The bills have a variety of aims:
LESS TIME BEHIND BARS
—Probation and parole eligibility will be expanded, primarily for those who committed non-violent crimes. The maximum probation length is being reduced for most nonviolent offenses from five years to three years.
—First-time violent offenders will be eligible for parole after serving 65 percent of their sentence, rather than 75 percent.
—Mandatory minimum sentences for many nonviolent crimes are being reduced or eliminated.
—Drug offenders will be encouraged to enter drug court programs that offer incentives for staying clean.
—The window of time that certain prior convictions count toward classification as a habitual offender is being shortened. The so-called cleansing period will be reduced form 10 years to five years for nonviolent and non-sex crimes.
—Ex-offenders who cannot pay court fees or fines cannot be incarcerated or have their driver’s license suspended.
—Inmates whose medical treatment is especially expensive could be temporarily released on furlough so the federal government would pay for 90 percent of their medical costs. The federal government does not pay for any medical costs if someone is incarcerated.
BETTER FUTURE FOR EX-OFFENDERS
—Seventy percent of any savings will be reinvested in anti-recidivism programs. These include the expansion of programs that teach inmates skills that will help them secure jobs upon their release.

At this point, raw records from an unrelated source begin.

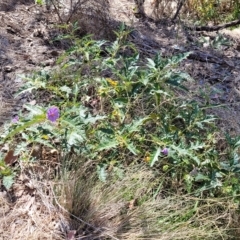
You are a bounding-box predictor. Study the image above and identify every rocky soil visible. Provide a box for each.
[0,0,240,240]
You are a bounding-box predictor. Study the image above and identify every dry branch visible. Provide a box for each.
[188,19,240,32]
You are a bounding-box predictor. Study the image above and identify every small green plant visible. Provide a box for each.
[2,23,238,199]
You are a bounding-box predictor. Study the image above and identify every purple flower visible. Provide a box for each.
[12,115,19,123]
[47,106,60,122]
[161,148,168,155]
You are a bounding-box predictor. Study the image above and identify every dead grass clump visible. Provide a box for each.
[55,166,237,240]
[0,172,68,240]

—Ex-offenders are expected to have an easier time obtaining certain occupational licenses.
DECREASING FINANCIAL BURDENS
—Fines, court fees and restitution will shrink if such payments cause a “substantial financial hardship” for former offenders. The monthly payments cannot exceed the wages earned in a single eight-hour work day. If the ex-offender repays the fees consistently for a number of months, the rest of the debts will be forgiven. The bill applies only to felonies.
—The accrual of child support obligations will be suspended if an offender is incarcerated for at least 180 days and can’t pay. The obligations can be extended by the same amount of time the duties had been suspended. For example, a person who was in prison for two years could be forced to owe child support for two years longer than he or she otherwise would have.
—Drug felons won’t be barred from receiving food stamps and welfare benefits upon release.
—A task force will study the possible creation of a felony class system to standardize sentencing guidelines and achieve more consistency in how felonies are prosecuted.